Se fue a hacer la mili sin besarme, yo me casé con otro y quedé estéril por las palizas, pero, décadas después, nuestros caminos hacia el río nos reunieron en el mismo banco

Otoño desciende lentamente hacia el río, tiñendo las orillas de un dorado apacible y marchito. Los senderos, pisados durante los largos meses de calor, ahora yacen cubiertos por una alfombra de hojas caídas, tan suaves que acallan los pasos y parecen guardar en silencio todas las confesiones, todas las promesas que alguna vez susurraron las parejas junto al agua. Solo una muchacha nunca se atrevió a decirle lo más importante al chico que ocupaba sus pensamientos, y el remordimiento de ese silencio aún le pesa, pese a los años.

Nos conocimos a finales de agosto, cuando el aire de Soria ya anunciaba el fresco inminente de septiembre y ambos éramos jóvenes y tímidos, ilusionados con aquella esperanza suave que uno cree eterna a esa edad. Yo la veía caminar todos los días hacia la escuela, con su melena rubia deshecha y una dulzura silenciosa que nunca se le fue de la mirada.

¿Entonces ni siquiera llegasteis a besaros? le preguntó su amiga Clara un día, observándola con los ojos bien abiertos.

A Sofía se le batían las palabras por dentro. Sentía casi culpa de haber dejado escapar algo irremediable. Todo a su tiempo se excusaba repitiéndose a sí misma más que a los demás. Cuando vuelva Álvaro de la mili, ahí empezará todo.
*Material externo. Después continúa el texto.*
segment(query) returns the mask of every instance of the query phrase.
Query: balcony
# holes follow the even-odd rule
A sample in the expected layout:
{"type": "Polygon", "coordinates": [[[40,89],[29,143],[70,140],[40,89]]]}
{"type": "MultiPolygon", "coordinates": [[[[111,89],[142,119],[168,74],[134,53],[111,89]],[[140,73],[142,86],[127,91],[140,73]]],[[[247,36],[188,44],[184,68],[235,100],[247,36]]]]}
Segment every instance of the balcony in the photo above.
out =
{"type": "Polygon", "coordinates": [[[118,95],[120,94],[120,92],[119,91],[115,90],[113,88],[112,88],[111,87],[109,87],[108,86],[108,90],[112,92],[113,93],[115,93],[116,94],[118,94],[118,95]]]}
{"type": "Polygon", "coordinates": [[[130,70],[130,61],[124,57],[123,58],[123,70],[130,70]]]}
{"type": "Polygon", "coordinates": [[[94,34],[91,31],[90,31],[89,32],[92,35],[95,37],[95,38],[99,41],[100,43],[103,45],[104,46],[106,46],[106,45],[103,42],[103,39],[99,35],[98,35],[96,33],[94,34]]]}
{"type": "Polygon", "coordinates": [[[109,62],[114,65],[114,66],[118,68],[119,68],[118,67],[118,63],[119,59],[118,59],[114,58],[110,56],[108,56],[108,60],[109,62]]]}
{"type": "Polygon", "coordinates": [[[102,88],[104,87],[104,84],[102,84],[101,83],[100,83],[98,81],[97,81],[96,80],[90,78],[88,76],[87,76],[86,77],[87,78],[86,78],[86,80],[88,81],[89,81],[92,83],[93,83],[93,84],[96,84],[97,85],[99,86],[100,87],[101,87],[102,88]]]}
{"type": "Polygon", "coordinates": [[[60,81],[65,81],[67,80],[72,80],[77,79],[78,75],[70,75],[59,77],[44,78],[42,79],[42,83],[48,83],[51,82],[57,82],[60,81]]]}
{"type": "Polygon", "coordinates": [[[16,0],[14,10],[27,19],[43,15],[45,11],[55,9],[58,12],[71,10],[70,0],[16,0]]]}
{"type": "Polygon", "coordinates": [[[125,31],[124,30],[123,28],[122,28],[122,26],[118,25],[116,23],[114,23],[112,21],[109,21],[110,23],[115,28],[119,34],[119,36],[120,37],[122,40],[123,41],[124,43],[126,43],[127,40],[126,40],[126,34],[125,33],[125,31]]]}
Acompañé a Sofía a despedirse de él a la estación de tren de Valladolid. No hubo besos, ni siquiera un roce de labios, solo la torpeza de dos almas nuevas vestidas de pudor y esperanza. Tal vez se nos echó el tiempo encima, tal vez ninguno supo romper la invisible barrera del miedo al primer paso. El tren silbaba y los abrazos se mezclaron con las lágrimas y la risa nerviosa, mientras los acordes de una guitarra trataban en vano de tapar el estruendo de corazones rotos.
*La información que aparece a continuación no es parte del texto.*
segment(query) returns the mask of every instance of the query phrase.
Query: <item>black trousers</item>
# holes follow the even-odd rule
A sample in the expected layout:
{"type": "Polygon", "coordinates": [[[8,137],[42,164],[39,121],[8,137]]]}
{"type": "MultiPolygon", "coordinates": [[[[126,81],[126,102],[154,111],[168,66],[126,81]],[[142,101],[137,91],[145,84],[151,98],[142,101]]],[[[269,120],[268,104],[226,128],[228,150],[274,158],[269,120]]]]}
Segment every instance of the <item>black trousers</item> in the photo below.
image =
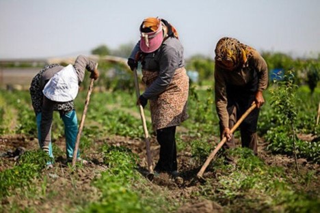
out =
{"type": "Polygon", "coordinates": [[[160,154],[155,170],[168,172],[176,171],[176,126],[157,130],[157,140],[160,145],[160,154]]]}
El viento se levantó y el cabello de Sofía voló inquieto, revoloteando como las cintas de un vestido de feria. A familiares y conocidos ella siempre fue «Sofita», apelativo que la envolvía en cariño. En el andén, Álvaro la llamó así por última vez, y esa palabra se quedó flotando en el aire como una promesa suspendida.

Dos años tachó Sofía en el calendario con pulcritud, los días contados uno a uno como cuentas de un rosario. No sabía que, dos meses antes de regresar, Álvaro había escrito a su familia contándoles que, siendo conductor para el coronel en el cuartel, había conocido a su hijacostaba no fijarse en Victoria, una chica de Madrid que pronto le ofreció quedarse allí. La familia, pensando en su bien, le dio su bendición y, pasados meses, se celebró una boda modesta en la capital. El suegro ayudó con trabajo y piso y los padres de Álvaro volvieron satisfechos a su pueblo. Solo Sofía siguió esperando, aferrada al paraíso perdido del andén.

Lo esperaré, es el único para mí repetía Sofía como quien se aferra a un farol encendido en la niebla.

Las tías y las vecinas no tardaron en intervenir, buscando diligentemente un buen partido para la muchacha. Le presentaron a Fermín, tres años mayor, llegado de Segovia con su madre. Se ilusionó con la idea de cortejarla, y Sofía, resignada, accedió a casarse ante tantas presiones. En aquellos tiempos, los novios no cruzaban más que miradas y algún tímido roce de manos bajo la mesa; la contención era virtud y ley no escrita.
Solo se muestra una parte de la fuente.